Limitations of Prior Work: (1) Pure MLLM annotation accuracy falls 5–20% short of human annotation, causing notable downstream performance degradation; (2) existing methods such as CDI require training an additional XGBoost detector and generalize poorly; (3) some approaches are restricted to white-box models and cannot leverage powerful black-box models such as GPT-4o; (4) the normalized sampling rule used in existing active M-estimation collapses under low-budget conditions.

Key Challenge: How can the annotation capability of MLLMs be maximally exploited under a limited human annotation budget while maintaining data quality close to fully human-annotated data?
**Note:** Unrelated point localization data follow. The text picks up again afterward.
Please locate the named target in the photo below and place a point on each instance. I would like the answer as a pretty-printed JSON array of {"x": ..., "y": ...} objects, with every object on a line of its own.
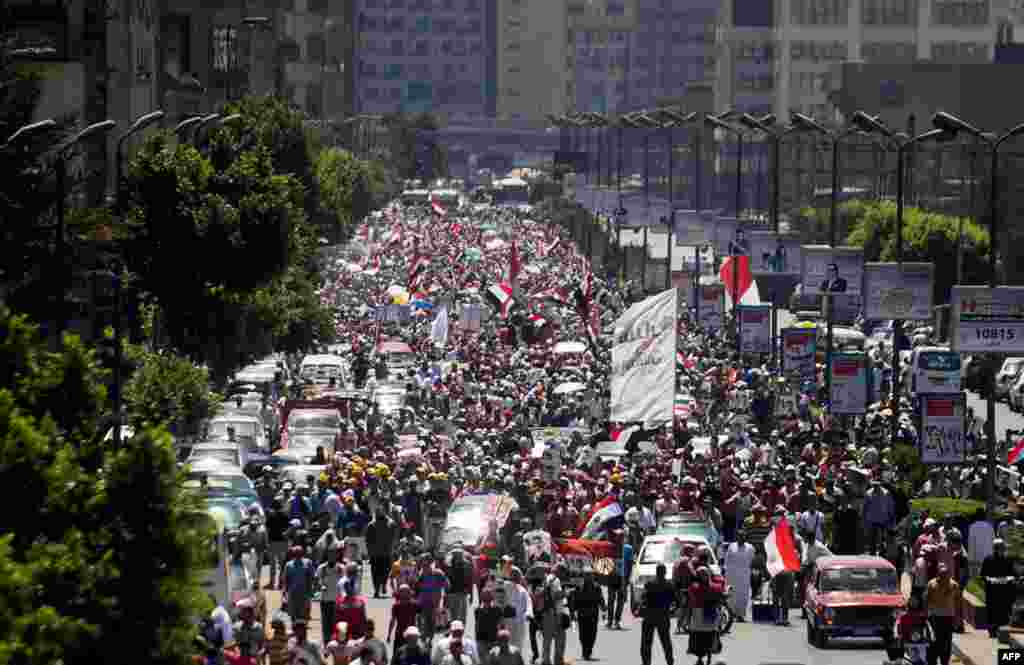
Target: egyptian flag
[
  {"x": 514, "y": 264},
  {"x": 555, "y": 293},
  {"x": 1016, "y": 453},
  {"x": 780, "y": 549},
  {"x": 416, "y": 269},
  {"x": 501, "y": 296}
]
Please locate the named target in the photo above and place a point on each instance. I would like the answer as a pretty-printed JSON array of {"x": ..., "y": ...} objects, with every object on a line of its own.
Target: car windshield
[
  {"x": 312, "y": 422},
  {"x": 242, "y": 428},
  {"x": 214, "y": 455},
  {"x": 864, "y": 580},
  {"x": 660, "y": 551}
]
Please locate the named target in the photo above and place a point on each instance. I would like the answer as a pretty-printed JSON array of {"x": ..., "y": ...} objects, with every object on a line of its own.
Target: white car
[
  {"x": 664, "y": 549},
  {"x": 1008, "y": 376}
]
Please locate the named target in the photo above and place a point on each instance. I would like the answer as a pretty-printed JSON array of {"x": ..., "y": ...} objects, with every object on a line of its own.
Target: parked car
[
  {"x": 1007, "y": 376},
  {"x": 852, "y": 596}
]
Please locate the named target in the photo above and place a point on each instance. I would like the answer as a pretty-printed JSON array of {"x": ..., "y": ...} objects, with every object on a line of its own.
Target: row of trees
[
  {"x": 101, "y": 551},
  {"x": 928, "y": 237}
]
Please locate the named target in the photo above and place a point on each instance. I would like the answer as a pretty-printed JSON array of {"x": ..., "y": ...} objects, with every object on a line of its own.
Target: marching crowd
[{"x": 479, "y": 387}]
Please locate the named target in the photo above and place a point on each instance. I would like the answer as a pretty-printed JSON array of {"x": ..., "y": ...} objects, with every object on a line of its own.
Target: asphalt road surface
[{"x": 748, "y": 643}]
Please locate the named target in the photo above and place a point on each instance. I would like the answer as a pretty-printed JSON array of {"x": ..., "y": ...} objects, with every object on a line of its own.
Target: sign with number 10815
[{"x": 991, "y": 335}]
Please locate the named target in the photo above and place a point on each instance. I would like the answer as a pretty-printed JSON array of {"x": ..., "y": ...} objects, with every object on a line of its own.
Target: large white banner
[{"x": 643, "y": 361}]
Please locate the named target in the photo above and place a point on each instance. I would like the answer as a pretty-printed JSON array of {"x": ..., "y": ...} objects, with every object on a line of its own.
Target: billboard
[
  {"x": 849, "y": 384},
  {"x": 895, "y": 291}
]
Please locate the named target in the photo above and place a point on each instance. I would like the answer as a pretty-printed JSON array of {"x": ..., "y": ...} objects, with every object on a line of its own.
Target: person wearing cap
[
  {"x": 457, "y": 634},
  {"x": 505, "y": 653},
  {"x": 999, "y": 595},
  {"x": 302, "y": 651},
  {"x": 941, "y": 600}
]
Key Insight: MLLMs are assigned dual roles as both annotator and critic — first generating labels, then performing self- or cross-critique — so that human effort is precisely allocated to the most suspicious samples.

Method

Overall Architecture

ACT is a three-stage, training-free pipeline: (1) Annotation stage: MLLM \(f^{(m)}\) generates labels \(\hat{y}_i^{(m)}\) for all \(N\) samples; (2) Error estimation stage: a separate MLLM \(g\) acts as a critic and estimates the error probability \(\hat{\epsilon}_i = g(\mathbf{x}_i, \hat{y}_i^{(m)})\) for each annotation; (3) Correction stage: budget-aware sampling \(\delta_i(B) \sim \mathbb{B}(\pi_B(\hat{\epsilon}_i))\) selects samples for human review subject to \(\sum \delta_i(B) \leq B\). Downstream training uses a specially designed ACT loss function.

Key Designs

  1. MLLM Criticizer Strategy Family:

    • Function: Seven criticizer strategies spanning black-box and white-box settings are designed to enable MLLMs to estimate annotation error probabilities.
    • Mechanism: Black-box strategies include Naïve direct estimation, CoT-based estimation, multiple-choice grading (MC), and Devil's Advocate (reviewing the annotator's CoT before judging); white-box strategies use logit probabilities \(\hat{\epsilon} = \mathbb{P}(\text{"yes"}) / (\mathbb{P}(\text{"yes"}) + \mathbb{P}(\text{"no"}))\) or CoT perplexity (PPL) as indirect error signals. Experiments show that CoT-based criticism achieves the highest ABS improvement of up to 22.46%, and cross-criticism (using a different model for annotation and criticism) generally outperforms self-criticism.
    • Design Motivation: Different task–model combinations favor different strategies; systematic exploration provides actionable deployment guidance. The training-free design allows the pipeline to be applied directly with any MLLM.
  2. Budget-Aware Sampling:

    • Function: Determines which samples are routed to human reviewers under a fixed budget \(B\).
    • Mechanism: Three sampling rules are proposed — normalized \(\pi_B(\hat{\epsilon}_i) = B \cdot \hat{\epsilon}_i / \sum \hat{\epsilon}_i\), exponential-weighted \(\pi_B(\hat{\epsilon}_i) = 1/(1 + e^{-\beta(\hat{\epsilon}_i - \alpha)})\), and thresholded \(\pi_B(\hat{\epsilon}_i) = \mathbf{1}(\hat{\epsilon}_i \geq \tau)\). Theorem 5.2 proves that the parameter gap between the ACT loss and the true loss is upper-bounded by a quantity depending on \(q\) (the lower bound of the transformed error probability for selected samples); exponential-weighted and thresholded rules push \(q\) toward 1, whereas the normalized rule yields \(q \to 0\) under low budgets, causing collapse.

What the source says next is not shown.